[edit]
Model-based imputation enables improved resolution for identifying differential chromatin contacts in single-cell Hi-C data
Proceedings of the 18th Machine Learning in Computational Biology meeting, PMLR 240:176-193, 2024.
Abstract
Recent advances in single-cell Hi-C (scHi-C) assays allow studying the chromatin conformation at the resolution of a single cell or a cluster of cells. A key question is to identify changes in the contact strength between two cell types, known as differential chromatin contacts (DCCs). While existing statistical methods can identify changes in contact strength in bulk Hi-C data, these methods cannot be effectively applied to scHi-C data due to its severe sparsity.
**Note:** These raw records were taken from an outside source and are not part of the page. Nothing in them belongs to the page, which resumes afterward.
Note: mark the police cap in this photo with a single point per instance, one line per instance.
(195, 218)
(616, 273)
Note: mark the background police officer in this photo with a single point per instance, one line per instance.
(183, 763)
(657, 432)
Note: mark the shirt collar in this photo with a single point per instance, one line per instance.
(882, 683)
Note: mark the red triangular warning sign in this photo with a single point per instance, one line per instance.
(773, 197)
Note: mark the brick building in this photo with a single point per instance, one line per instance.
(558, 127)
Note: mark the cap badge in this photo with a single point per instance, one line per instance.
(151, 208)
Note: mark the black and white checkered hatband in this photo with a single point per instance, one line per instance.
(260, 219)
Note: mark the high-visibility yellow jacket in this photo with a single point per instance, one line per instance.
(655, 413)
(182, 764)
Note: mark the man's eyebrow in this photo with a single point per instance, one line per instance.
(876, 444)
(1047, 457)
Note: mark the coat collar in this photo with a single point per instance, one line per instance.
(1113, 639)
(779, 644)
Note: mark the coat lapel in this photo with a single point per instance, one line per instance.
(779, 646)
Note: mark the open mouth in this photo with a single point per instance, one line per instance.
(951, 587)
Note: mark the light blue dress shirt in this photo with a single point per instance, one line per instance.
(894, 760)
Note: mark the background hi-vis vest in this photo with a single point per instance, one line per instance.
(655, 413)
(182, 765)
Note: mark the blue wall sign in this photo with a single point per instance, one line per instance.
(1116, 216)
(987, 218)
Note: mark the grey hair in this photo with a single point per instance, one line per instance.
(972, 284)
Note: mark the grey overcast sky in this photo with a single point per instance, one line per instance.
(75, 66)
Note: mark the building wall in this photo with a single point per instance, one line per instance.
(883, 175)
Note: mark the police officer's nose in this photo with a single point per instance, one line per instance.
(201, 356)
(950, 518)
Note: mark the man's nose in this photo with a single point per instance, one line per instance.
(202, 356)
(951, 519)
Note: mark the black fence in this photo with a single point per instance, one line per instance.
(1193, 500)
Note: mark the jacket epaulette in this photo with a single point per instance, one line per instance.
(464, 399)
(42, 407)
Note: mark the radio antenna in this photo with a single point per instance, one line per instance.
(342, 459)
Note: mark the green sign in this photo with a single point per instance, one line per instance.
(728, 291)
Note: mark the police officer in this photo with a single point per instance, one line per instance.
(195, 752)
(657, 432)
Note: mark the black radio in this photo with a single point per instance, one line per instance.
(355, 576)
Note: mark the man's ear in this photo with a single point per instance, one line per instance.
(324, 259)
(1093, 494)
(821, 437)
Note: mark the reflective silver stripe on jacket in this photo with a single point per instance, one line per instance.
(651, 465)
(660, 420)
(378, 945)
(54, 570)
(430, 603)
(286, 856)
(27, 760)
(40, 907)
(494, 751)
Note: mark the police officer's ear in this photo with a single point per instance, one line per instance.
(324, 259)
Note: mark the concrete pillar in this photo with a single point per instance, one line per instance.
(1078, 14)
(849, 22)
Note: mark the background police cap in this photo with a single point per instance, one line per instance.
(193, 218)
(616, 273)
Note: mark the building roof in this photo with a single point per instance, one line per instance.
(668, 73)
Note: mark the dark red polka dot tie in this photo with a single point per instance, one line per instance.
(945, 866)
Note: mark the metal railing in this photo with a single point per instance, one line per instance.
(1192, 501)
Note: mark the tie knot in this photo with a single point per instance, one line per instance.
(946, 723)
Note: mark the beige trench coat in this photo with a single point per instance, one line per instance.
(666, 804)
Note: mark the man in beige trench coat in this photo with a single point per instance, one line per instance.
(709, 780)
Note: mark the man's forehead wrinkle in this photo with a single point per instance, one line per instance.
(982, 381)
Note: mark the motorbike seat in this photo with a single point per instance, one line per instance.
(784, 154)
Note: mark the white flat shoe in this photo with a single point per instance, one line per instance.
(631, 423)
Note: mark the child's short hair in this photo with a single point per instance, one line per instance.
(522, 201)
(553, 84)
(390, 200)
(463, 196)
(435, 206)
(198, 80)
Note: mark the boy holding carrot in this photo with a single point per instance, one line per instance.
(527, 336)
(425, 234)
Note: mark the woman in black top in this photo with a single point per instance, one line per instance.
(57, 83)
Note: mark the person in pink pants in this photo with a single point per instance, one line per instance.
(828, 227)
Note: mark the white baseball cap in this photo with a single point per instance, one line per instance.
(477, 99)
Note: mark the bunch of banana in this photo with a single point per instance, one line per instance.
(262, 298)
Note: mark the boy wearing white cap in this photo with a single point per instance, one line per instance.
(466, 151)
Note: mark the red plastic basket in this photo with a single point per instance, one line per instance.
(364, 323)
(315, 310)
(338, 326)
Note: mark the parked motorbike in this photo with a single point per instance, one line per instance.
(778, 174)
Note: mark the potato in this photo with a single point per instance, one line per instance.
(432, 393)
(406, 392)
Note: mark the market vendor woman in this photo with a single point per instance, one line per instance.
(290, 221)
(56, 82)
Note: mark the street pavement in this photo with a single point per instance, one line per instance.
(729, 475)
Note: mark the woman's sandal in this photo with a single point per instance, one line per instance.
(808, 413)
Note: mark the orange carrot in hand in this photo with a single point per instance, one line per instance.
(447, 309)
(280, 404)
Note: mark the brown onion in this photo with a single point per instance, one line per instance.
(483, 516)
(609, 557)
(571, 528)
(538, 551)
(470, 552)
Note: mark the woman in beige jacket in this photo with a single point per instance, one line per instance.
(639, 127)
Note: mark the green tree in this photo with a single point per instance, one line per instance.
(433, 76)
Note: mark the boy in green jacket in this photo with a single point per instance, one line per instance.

Thus it is necessary to develop methods for identifying differential chromatin contacts in scHi-C data. Recently-developed scHi-C imputation approaches can mitigate the issue of sparsity. We propose an approach for identifying differential chromatin contacts using these imputation approaches. We build upon the existing SnapHiC-D method by replacing its imputation step with recent learning-based imputation approaches. We show that, via analysis of real scHi-C datasets with different coverages and at different resolutions, imputation approaches that consider the spatial correlation between bin pairs, Higashi, and random walk with restart, outperform other approaches. Furthermore, we show that careful considerations are needed when imputation is done in preprocessing steps as it may invalidate downstream statistical approaches. Finally, our results indicate that model-based imputations greatly improve performance when analyzing chromatin contacts at moderate resolution (100kb); however, current imputation approaches are inefficient in terms of both accuracy and computational complexity when being applied to high-resolution scHi-C resolution (10kb).